I am curious as to why the output from my second statement is different than the first:
Floating point fun: 123.456703
Floating point fun: 123.456700
Why does my floating-point literal end up with a trailing 03, while my double literal ends up with 00 ? As far as I know, it doesn't have anything to do with %f, since this is the appropriate format specifier for both floats and doubles.
Also, what is a 'canonical representation'? I looked it up and all I found was something about Roman Catholic law.

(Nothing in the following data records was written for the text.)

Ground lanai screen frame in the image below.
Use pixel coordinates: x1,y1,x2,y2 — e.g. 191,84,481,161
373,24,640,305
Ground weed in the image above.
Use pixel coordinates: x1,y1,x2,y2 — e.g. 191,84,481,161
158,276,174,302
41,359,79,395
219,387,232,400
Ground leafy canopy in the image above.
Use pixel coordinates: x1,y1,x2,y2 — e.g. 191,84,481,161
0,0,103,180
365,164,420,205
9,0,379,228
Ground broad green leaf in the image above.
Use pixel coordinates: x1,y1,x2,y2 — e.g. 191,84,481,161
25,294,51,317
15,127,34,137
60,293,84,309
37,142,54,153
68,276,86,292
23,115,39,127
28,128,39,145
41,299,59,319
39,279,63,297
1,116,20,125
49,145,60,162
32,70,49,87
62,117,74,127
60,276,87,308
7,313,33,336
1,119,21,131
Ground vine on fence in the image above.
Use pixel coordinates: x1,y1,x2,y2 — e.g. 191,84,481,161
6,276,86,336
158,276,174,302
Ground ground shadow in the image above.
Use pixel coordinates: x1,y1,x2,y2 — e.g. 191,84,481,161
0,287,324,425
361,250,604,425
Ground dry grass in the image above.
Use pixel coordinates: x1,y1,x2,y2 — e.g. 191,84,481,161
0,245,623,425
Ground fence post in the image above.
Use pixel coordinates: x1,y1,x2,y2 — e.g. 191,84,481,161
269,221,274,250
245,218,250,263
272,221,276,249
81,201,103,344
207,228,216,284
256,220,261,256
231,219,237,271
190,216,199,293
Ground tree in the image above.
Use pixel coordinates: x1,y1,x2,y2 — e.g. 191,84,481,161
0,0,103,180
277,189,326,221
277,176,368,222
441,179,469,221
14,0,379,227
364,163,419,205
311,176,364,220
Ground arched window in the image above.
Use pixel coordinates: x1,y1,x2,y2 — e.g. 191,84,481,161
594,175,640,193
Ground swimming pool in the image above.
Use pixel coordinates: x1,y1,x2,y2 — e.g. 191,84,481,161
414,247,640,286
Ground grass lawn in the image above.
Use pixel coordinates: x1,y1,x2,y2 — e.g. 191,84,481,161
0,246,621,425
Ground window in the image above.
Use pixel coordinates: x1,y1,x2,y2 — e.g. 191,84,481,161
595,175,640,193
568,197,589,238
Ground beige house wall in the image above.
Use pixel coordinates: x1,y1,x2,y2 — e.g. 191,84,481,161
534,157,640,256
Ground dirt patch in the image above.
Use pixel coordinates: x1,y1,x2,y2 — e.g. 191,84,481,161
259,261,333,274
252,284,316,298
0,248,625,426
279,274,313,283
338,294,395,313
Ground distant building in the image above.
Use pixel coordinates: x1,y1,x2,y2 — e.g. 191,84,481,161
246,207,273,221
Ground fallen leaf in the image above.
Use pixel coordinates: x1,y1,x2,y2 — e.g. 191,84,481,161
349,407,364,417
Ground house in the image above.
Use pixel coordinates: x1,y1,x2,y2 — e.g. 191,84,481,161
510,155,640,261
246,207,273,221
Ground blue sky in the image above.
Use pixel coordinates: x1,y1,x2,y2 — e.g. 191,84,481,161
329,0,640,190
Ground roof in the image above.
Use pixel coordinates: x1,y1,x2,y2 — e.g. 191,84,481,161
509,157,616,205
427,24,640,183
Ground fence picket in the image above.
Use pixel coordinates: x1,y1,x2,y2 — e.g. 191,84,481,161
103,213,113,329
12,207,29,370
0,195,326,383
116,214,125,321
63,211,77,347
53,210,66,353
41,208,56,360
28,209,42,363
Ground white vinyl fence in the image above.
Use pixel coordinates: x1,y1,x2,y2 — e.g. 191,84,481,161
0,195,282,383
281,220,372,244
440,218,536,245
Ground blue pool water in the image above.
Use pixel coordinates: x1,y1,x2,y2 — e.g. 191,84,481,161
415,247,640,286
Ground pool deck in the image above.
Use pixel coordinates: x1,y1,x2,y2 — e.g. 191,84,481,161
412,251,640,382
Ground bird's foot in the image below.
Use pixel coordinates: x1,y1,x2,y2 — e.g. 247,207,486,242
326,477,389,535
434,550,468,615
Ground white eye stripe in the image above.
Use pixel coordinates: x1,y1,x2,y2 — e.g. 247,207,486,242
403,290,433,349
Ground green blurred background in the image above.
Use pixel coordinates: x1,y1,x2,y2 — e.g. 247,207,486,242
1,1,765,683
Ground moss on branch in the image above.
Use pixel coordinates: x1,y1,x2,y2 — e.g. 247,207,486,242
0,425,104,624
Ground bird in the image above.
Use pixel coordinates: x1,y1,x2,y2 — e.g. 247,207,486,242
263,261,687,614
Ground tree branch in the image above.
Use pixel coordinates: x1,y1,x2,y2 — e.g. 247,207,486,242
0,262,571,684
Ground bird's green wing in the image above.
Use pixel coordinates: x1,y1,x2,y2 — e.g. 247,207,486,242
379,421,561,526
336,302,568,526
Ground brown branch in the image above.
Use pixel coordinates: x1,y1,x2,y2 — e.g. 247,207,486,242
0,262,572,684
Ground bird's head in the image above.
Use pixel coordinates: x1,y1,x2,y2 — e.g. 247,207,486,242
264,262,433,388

Michael Novello wrote:So instead of simply padding the value with zeros (since float is obviously large enough to hold the 123.4567 portion) it just goes ahead and comes up with some arbitrary voodoo in its place?
Thanks for your help
No, it's not arbitrary. It's a side-effect of representing base-10 fractions in a base-2 format. For example, neither float nor double can even represent 1/10 exactly. It's a repeating fraction, just like 1/3 is 0.333... in base-10. The IEEE-754 format stores values in powers of 2--positive powers and negative powers. Any fractional part is made up of a combination of 1/2 (0.5), 1/4 (0.25), 1/8 (0.125), 1/16 (0.0625), etc. That particular fraction presumably ended up as .4567025 which got rounded to .456703 by your specified formatting.